Game Design
Supervillains!
One of the things I love most about superhero gaming is the creation of the supporting cast. Specifically, the villains who would face off against our noble team. After all, part of what defines a hero is the villains he opposes.
This can be seen as early as Dick Tracy in the early 1930s. Dick’s enemies are almost always hideously deformed, indicating the strip’s stance on crime. Batman’s foes are largely insane, in a modern version of the frontier tale – the man who would ‘civilize’ a land cannot be part of that civilized society. And Iron Man almost always faces off against other technological geniuses.
With that in mind, I’d like to showcase the logic behind a few of my baddies. I always try to tie them either into the hero’s powers, the hero’s backgrounds, or what I know about the player.

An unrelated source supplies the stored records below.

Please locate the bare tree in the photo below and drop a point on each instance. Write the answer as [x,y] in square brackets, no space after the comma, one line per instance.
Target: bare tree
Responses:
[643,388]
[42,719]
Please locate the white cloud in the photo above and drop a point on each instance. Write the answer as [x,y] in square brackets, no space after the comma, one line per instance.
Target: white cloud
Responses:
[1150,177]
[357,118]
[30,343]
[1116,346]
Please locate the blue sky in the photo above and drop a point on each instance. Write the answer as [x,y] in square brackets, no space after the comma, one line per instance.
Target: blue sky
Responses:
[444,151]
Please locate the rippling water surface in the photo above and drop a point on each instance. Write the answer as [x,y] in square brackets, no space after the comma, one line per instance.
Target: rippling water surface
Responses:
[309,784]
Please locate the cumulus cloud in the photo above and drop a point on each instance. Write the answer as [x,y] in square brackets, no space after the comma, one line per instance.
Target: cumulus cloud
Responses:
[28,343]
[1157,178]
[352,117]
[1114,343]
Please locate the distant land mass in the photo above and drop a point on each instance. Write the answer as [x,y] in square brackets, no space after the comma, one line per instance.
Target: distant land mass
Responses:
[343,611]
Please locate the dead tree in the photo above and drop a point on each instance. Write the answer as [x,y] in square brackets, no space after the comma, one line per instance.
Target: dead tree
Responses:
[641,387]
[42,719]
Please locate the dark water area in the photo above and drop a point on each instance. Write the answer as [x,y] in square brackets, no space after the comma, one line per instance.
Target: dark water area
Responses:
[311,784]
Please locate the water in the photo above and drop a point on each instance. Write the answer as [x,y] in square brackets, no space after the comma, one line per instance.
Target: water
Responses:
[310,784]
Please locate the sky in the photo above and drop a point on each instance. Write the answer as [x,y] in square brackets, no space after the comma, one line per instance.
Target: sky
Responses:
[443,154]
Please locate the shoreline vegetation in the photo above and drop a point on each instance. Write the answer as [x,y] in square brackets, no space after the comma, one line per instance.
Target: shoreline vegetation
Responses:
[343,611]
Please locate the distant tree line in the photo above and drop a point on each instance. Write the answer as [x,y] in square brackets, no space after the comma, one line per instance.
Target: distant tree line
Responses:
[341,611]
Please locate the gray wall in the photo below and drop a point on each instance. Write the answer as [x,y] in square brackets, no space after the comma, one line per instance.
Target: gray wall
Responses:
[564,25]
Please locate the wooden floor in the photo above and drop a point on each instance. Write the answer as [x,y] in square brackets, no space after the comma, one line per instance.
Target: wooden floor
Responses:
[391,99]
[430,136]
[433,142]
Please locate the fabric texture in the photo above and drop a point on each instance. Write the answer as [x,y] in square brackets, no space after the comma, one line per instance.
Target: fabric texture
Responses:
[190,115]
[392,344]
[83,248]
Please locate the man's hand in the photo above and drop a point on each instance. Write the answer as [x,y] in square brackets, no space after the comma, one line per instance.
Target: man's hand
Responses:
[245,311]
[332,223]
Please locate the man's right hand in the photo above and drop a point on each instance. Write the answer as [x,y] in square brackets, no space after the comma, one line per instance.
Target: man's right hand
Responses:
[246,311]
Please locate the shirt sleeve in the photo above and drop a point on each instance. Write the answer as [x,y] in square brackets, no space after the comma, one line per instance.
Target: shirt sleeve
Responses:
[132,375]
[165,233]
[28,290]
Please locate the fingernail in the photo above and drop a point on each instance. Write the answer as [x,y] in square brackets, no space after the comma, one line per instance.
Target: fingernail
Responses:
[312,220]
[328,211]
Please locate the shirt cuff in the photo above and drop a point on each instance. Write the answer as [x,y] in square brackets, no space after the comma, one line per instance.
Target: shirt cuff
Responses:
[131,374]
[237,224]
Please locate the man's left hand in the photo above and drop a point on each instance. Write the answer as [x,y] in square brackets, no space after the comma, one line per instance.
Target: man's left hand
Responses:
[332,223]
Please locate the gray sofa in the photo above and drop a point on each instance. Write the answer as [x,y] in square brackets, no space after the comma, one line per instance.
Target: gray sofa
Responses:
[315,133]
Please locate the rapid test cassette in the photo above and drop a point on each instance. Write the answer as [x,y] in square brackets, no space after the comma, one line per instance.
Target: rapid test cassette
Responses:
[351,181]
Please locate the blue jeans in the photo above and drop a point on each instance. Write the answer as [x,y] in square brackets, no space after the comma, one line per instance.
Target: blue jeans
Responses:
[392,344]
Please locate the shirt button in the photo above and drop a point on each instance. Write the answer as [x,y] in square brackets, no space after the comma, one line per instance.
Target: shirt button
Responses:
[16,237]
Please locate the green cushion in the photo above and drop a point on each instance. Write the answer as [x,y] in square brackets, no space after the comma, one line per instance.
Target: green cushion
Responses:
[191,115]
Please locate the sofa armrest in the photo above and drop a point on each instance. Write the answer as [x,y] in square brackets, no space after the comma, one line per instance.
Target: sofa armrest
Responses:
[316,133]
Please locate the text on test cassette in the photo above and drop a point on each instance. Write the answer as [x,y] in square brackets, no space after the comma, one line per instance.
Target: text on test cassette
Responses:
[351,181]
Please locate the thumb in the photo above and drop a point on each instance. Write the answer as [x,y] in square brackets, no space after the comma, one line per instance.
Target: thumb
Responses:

Avalanche is one of our heroes. His powers are super-strength and earth control, his secret identity is a geology professor and football coach at the local University, and his player hates mind control (having run a low-willpower character in a D&D campaign before).
Sylph has powers of intangibility. She can phase through anything except a specific mineral, which will be revealed in play and allow Avalanche to use his earth control powers to trap her in that mineral. I like the idea of a random guard’s wedding ring scratching her during a robbery. She specializes initially in art heists, which lets me contrast the very down-home hero with swank and snobbish old money types. Future plotlines include trying to corner the market on the mineral she’s vulnerable to, and turning to international smuggling (by phasing into airplanes).
Mooncalf is a Hulk-type character, incredibly strong but with no foresight or self-control. He isn’t villainous, but can’t control his changes; and is – of course – a member of the University football team. While that’s not obvious in their first fight, Avalanche will have to decide what’s best for the student, for his team, and for society. Imprison him? Try to cure him? Monitor him closely? Any of these choices determines how Mooncalf develops in later sessions, from a tragic figure to a full-blown supervillain.
The Power Broker is a mastermind who develops a serum to bestow low-level powers onto normal humans. A biology professor at the University, he uses some of his students as unwitting test subjects, trying to perfect and increase the power of his serum. The intent is to introduce him as a sympathetic non-player character in faculty meetings, try to establish a friendship with Avalanche, then slowly unveil his involvement in these extra-curricular activities.
Finally, for basic all-out slugfests, Lord Grome is lifted straight out of Moocock’s Elric series, the king of all earth elementals. I really want to have a mirror of Avalanche who isn’t terribly complicated or difficult to understand, and I know the players will get a charge out of this blast from our collective pasts.
Other comic writers or gamers out there? How do you design your villains?